Combining Separate tir.Block using compute_at()

junrushao · June 6, 2021, 8:17pm

The syntax below describes the signature of a block:

with tir.block([128, 128], "init") as [vi, vj]:

TensorIR is designed with the “block isolation” philosophy, and a block here describes a chunk of computation without needing context. When desugared, your particular example above expands to:

for i in range(0, 128):
  for j in range(0, 128):
    with tir.block([128, 128], "init") as [vi, vj]:
      # vi's domain is [0, 128), and it is data-parallel
      # vj's domain is [0, 128), and it is data-parallel
      tir.bind(vi, i)  # binds `i` to `vi`
      tir.bind(vi, j)  # binds `j` to `vj`
      tir.reads([])  # reads nothing
      tir.writes(C[vi : vi + 1, vj : vj + 1]) 
      C[vi, vj] = 0

The property of the block is that:

Instances of block execution are described with pair (vi, vj), where vi, vj \in [0, 128).
For a certain instance of a block (vi, vj), it doesn’t read anything, and writes to a buffer region C[vi : vi + 1, vj : vj + 1]
vi, vj are both data parallel, which means block instances (vi, vj) can be executed in arbitrary orders or in parallel

Block bindings (tir.bind) describe how those loops “drags” the block execution.
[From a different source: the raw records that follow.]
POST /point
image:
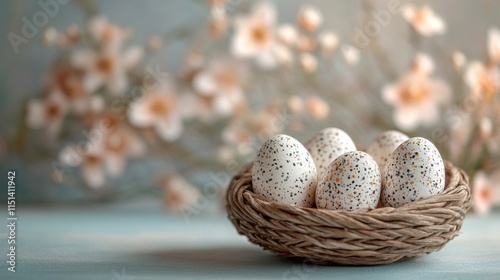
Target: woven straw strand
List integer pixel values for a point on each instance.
(361, 237)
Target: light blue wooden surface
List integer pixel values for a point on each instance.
(141, 241)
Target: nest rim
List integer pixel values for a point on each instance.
(360, 237)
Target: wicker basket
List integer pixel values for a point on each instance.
(361, 237)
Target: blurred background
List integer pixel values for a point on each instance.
(105, 101)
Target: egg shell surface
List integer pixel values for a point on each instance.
(284, 171)
(414, 171)
(384, 144)
(351, 182)
(327, 145)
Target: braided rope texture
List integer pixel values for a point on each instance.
(361, 237)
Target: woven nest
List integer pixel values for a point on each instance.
(361, 237)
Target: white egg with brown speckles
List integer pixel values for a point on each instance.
(384, 144)
(284, 171)
(351, 182)
(327, 145)
(414, 171)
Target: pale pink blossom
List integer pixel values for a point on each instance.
(254, 35)
(417, 97)
(317, 107)
(482, 193)
(494, 44)
(160, 110)
(296, 104)
(328, 41)
(424, 20)
(106, 68)
(308, 62)
(483, 81)
(351, 54)
(310, 18)
(221, 83)
(306, 43)
(287, 34)
(48, 112)
(118, 146)
(459, 60)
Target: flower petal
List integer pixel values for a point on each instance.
(169, 129)
(36, 114)
(132, 57)
(205, 84)
(406, 118)
(93, 176)
(494, 44)
(118, 84)
(139, 115)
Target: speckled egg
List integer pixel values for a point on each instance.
(415, 170)
(327, 145)
(352, 181)
(384, 144)
(284, 171)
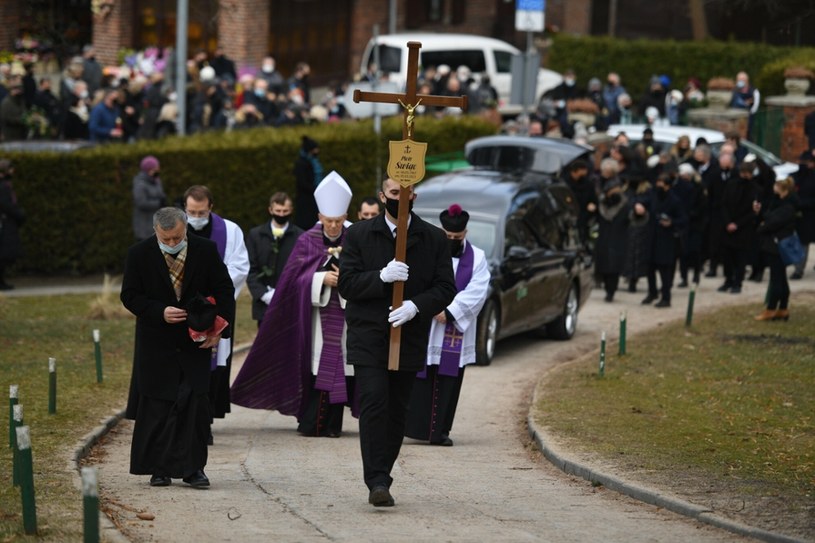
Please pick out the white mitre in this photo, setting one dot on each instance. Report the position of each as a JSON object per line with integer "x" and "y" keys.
{"x": 333, "y": 195}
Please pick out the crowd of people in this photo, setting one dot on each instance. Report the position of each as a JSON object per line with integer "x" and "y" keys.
{"x": 322, "y": 295}
{"x": 650, "y": 208}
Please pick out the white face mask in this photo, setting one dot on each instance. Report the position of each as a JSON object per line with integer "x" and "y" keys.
{"x": 197, "y": 223}
{"x": 173, "y": 250}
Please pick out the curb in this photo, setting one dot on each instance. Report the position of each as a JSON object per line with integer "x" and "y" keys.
{"x": 107, "y": 530}
{"x": 644, "y": 494}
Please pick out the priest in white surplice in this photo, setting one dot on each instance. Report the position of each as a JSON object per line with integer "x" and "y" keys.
{"x": 452, "y": 338}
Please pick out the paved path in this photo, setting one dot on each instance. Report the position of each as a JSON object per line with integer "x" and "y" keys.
{"x": 270, "y": 484}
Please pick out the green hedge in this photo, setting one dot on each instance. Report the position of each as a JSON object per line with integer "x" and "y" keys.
{"x": 637, "y": 60}
{"x": 79, "y": 204}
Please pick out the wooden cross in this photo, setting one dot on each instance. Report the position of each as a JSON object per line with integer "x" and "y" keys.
{"x": 409, "y": 101}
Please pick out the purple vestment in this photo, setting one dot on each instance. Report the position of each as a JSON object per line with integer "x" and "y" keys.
{"x": 277, "y": 370}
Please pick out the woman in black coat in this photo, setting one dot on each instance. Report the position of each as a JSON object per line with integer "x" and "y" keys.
{"x": 778, "y": 222}
{"x": 308, "y": 173}
{"x": 612, "y": 220}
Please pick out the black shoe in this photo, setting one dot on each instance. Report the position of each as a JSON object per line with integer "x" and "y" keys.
{"x": 160, "y": 480}
{"x": 197, "y": 479}
{"x": 380, "y": 496}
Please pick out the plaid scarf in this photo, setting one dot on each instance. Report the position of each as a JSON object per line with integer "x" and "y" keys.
{"x": 176, "y": 267}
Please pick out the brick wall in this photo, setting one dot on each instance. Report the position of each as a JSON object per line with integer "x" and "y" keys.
{"x": 113, "y": 31}
{"x": 243, "y": 31}
{"x": 9, "y": 22}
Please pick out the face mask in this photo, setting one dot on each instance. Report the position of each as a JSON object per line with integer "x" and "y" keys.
{"x": 173, "y": 250}
{"x": 197, "y": 223}
{"x": 455, "y": 246}
{"x": 392, "y": 206}
{"x": 280, "y": 219}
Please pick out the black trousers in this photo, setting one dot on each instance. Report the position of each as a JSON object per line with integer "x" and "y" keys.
{"x": 779, "y": 288}
{"x": 666, "y": 278}
{"x": 384, "y": 397}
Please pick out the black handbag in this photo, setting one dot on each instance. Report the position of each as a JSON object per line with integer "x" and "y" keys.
{"x": 790, "y": 249}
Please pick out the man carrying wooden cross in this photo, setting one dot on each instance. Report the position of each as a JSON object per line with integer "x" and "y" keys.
{"x": 393, "y": 257}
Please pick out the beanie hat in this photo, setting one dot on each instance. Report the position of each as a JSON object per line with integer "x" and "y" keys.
{"x": 149, "y": 163}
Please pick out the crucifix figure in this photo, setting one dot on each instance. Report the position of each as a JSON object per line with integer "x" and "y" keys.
{"x": 413, "y": 172}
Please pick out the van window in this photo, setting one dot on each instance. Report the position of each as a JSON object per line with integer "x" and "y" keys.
{"x": 503, "y": 62}
{"x": 473, "y": 59}
{"x": 390, "y": 58}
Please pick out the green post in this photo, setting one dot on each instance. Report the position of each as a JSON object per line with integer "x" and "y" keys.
{"x": 97, "y": 352}
{"x": 27, "y": 480}
{"x": 691, "y": 297}
{"x": 90, "y": 505}
{"x": 52, "y": 386}
{"x": 12, "y": 401}
{"x": 623, "y": 322}
{"x": 15, "y": 468}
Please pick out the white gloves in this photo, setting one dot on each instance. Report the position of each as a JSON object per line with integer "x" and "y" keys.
{"x": 267, "y": 296}
{"x": 394, "y": 271}
{"x": 403, "y": 313}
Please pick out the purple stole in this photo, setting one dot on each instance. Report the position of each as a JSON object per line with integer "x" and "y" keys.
{"x": 218, "y": 235}
{"x": 453, "y": 339}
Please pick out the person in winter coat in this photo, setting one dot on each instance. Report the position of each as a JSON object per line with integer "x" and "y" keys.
{"x": 805, "y": 187}
{"x": 668, "y": 222}
{"x": 777, "y": 222}
{"x": 148, "y": 197}
{"x": 612, "y": 220}
{"x": 738, "y": 220}
{"x": 12, "y": 217}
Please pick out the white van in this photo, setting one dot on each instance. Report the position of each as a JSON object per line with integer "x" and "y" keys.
{"x": 480, "y": 54}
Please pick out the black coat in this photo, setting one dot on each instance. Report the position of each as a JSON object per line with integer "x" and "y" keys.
{"x": 163, "y": 352}
{"x": 11, "y": 218}
{"x": 805, "y": 183}
{"x": 267, "y": 258}
{"x": 367, "y": 248}
{"x": 666, "y": 238}
{"x": 612, "y": 239}
{"x": 777, "y": 222}
{"x": 737, "y": 207}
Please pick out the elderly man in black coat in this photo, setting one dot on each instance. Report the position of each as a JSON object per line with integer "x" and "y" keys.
{"x": 367, "y": 273}
{"x": 171, "y": 372}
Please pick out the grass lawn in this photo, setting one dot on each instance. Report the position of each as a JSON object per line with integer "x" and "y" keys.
{"x": 727, "y": 406}
{"x": 32, "y": 329}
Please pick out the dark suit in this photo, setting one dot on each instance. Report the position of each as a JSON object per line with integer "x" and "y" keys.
{"x": 384, "y": 395}
{"x": 267, "y": 258}
{"x": 168, "y": 396}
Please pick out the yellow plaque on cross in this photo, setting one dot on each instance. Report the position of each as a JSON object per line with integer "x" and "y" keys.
{"x": 406, "y": 163}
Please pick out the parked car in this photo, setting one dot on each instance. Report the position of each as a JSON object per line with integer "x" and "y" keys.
{"x": 668, "y": 135}
{"x": 524, "y": 218}
{"x": 482, "y": 55}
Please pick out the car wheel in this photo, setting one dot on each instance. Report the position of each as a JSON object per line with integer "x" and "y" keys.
{"x": 487, "y": 334}
{"x": 565, "y": 325}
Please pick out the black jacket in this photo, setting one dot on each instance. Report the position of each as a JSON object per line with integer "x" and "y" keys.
{"x": 163, "y": 352}
{"x": 267, "y": 258}
{"x": 367, "y": 248}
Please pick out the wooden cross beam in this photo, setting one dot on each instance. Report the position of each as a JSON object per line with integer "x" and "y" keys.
{"x": 409, "y": 101}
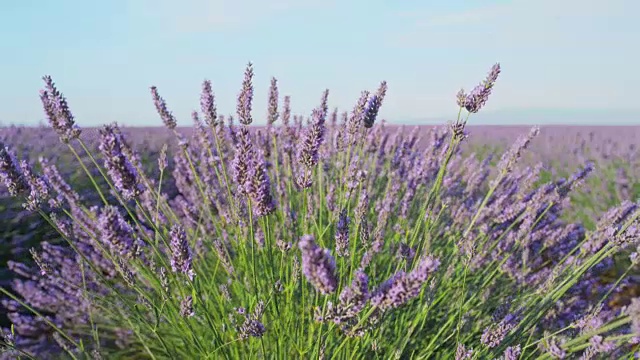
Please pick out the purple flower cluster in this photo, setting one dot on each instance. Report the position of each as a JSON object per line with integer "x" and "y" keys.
{"x": 318, "y": 265}
{"x": 118, "y": 165}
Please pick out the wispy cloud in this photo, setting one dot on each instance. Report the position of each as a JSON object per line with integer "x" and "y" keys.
{"x": 215, "y": 15}
{"x": 531, "y": 22}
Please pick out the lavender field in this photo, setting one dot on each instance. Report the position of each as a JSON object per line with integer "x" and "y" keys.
{"x": 329, "y": 236}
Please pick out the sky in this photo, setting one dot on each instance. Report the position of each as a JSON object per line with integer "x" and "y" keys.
{"x": 567, "y": 61}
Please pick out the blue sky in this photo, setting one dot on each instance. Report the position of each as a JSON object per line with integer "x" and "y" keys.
{"x": 576, "y": 59}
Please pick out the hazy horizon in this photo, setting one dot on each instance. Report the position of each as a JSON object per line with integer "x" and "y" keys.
{"x": 579, "y": 68}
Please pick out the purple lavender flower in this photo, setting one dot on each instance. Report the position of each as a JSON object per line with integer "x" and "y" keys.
{"x": 57, "y": 111}
{"x": 11, "y": 173}
{"x": 261, "y": 190}
{"x": 402, "y": 287}
{"x": 493, "y": 335}
{"x": 462, "y": 353}
{"x": 373, "y": 106}
{"x": 38, "y": 187}
{"x": 480, "y": 94}
{"x": 116, "y": 232}
{"x": 161, "y": 107}
{"x": 272, "y": 115}
{"x": 186, "y": 307}
{"x": 318, "y": 265}
{"x": 180, "y": 252}
{"x": 308, "y": 150}
{"x": 246, "y": 97}
{"x": 356, "y": 118}
{"x": 512, "y": 353}
{"x": 286, "y": 111}
{"x": 353, "y": 298}
{"x": 208, "y": 105}
{"x": 244, "y": 162}
{"x": 342, "y": 234}
{"x": 119, "y": 167}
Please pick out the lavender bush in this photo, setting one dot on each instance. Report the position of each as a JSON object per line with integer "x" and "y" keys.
{"x": 313, "y": 238}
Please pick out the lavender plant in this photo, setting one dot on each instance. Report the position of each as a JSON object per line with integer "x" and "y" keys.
{"x": 333, "y": 240}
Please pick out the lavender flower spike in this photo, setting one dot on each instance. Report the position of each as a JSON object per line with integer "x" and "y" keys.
{"x": 10, "y": 172}
{"x": 273, "y": 114}
{"x": 373, "y": 106}
{"x": 116, "y": 232}
{"x": 261, "y": 189}
{"x": 57, "y": 111}
{"x": 119, "y": 167}
{"x": 246, "y": 97}
{"x": 161, "y": 107}
{"x": 402, "y": 287}
{"x": 318, "y": 265}
{"x": 308, "y": 152}
{"x": 342, "y": 234}
{"x": 208, "y": 105}
{"x": 480, "y": 94}
{"x": 180, "y": 252}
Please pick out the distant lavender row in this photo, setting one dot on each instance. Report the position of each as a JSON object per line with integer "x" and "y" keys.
{"x": 328, "y": 236}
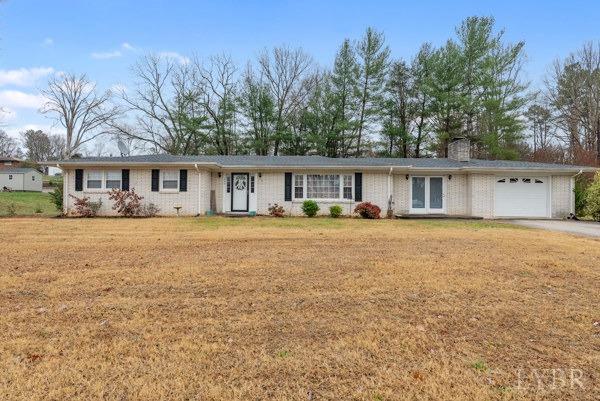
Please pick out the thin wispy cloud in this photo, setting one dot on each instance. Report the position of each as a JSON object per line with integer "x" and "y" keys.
{"x": 24, "y": 76}
{"x": 106, "y": 55}
{"x": 13, "y": 99}
{"x": 175, "y": 56}
{"x": 125, "y": 47}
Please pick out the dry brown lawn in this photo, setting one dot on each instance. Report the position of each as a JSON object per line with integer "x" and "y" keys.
{"x": 296, "y": 309}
It is possible that we execute in another order:

for i in range(0, 128):
  for j in range(0, 128):
    with tir.block([128, 128], "init") as [vi, vj]:
      tir.bind(vi, 127 - i)  # binds `127 - i` to `vi`
      tir.bind(vi, 127 - j)  # binds `127 - j` to `vj`

In short, in TensorIR, we decouple “in which order loop runs” and “the computation in the block body”. Therefore, over-complete information may occur (as you described) when the binding is trivial, and we provide syntactic sugars for this case.